In 1808, when he was two, the father of John Stuart Mill decided that it was time to begin his son's education in earnest. A year later, the child knew Greek. Young John's achievements throughout his childhood were astonishing. At eight he learned Latin and was soon reading the classical authors of antiquity in the original languages. In adolescence, he was regarded as an absolute prodigy of erudition. What an example for today's home educators! At twenty though, he had a nervous breakdown. For many modern home educators, that sort of burnout is seen as a fairly natural consequence of stuffing a young child's head full of facts and learning in this way. It is the sort of thing that few mothers would attempt and since the great majority of home educating parents are women, this particular style of home education seems to have fallen from favour somewhat. Most people are familiar with other examples of this peculiarly male desire to produce a genius by so-called "hothousing". Often, the long term effects do not recommend the whole scheme to the neutral observer.
Ruth Lawrence was twelve when she began studying mathematics at Oxford University. She had been home educated by her father, who gave up his job in order to do so when she was five. She went on to marry a man almost thirty years older than herself; about the same age as her father in fact! Sufiah Yosuf was thirteen when she started at Oxford. Also home educated by her father, a few years after leaving university she became a prostitute. There have always been cases of this type of home education. Invariably, it is fathers who undertake it and it always involves the relentless pushing of a child to achieve more an more at a younger and younger age. Intriguingly, local education authorities have never seemed to have a problem with such home education. It was only when ordinary mothers like Iris Harrison started doing it in the nineteen seventies that the court cases began. Was this sexism? Or is it that when women educate their children, things are often a little more relaxed and laid back? Could it be that the average local authority officer can recognise easily what is going on in the home of a father who is trying to produce a genius, but has more difficulty understanding the gentler pace of informal learning which women seem more to favour?
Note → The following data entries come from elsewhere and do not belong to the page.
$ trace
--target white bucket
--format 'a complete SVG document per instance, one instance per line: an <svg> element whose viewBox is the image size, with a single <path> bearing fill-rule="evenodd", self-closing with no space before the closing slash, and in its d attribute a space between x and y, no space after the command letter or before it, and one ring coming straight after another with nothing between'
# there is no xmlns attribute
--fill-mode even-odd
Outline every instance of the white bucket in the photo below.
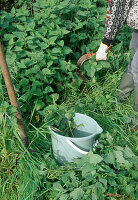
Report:
<svg viewBox="0 0 138 200"><path fill-rule="evenodd" d="M75 113L74 121L77 126L80 125L73 132L74 137L59 135L49 127L54 157L62 165L86 155L95 146L97 135L103 131L98 123L87 115Z"/></svg>

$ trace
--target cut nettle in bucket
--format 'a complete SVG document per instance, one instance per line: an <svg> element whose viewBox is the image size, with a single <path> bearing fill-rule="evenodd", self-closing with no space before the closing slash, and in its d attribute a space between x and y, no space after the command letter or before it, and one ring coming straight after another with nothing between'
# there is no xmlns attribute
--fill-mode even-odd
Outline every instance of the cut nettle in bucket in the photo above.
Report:
<svg viewBox="0 0 138 200"><path fill-rule="evenodd" d="M74 121L74 108L67 109L63 105L54 104L47 107L45 114L53 131L62 136L74 137L73 131L78 128ZM79 126L83 126L83 124Z"/></svg>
Certainly, there are still such men home educating their children. They are unlikely to be seen on the home education circuit though. This is hardly to be wondered at. The sort of men who do hang out with home education groups often tend to be semi-emasculated males who are determined to outdo the women in sensitivity and gentleness. They are "New Men" and only an ordinary man with the strongest stomach and remarkably powerful ability to suppress the gagging reflex would be able to withstand their company! I have observed before that from time to time I would encounter lone home educating fathers. I have a strong suspicion that they too were the pushy type of home educator whose child was performing calculus at five. One seldom hears them mentioned on the home education sites and I can only guess at how things turned out for them and their kids. There is little doubt that the world of modern home education, at least in this country, contains far more women than men. This may well be due to economic reasons, but I would be very curious to know if there are any long term differences between the outcomes for those children taught by their fathers in this way and those who spend their days in their mother's company.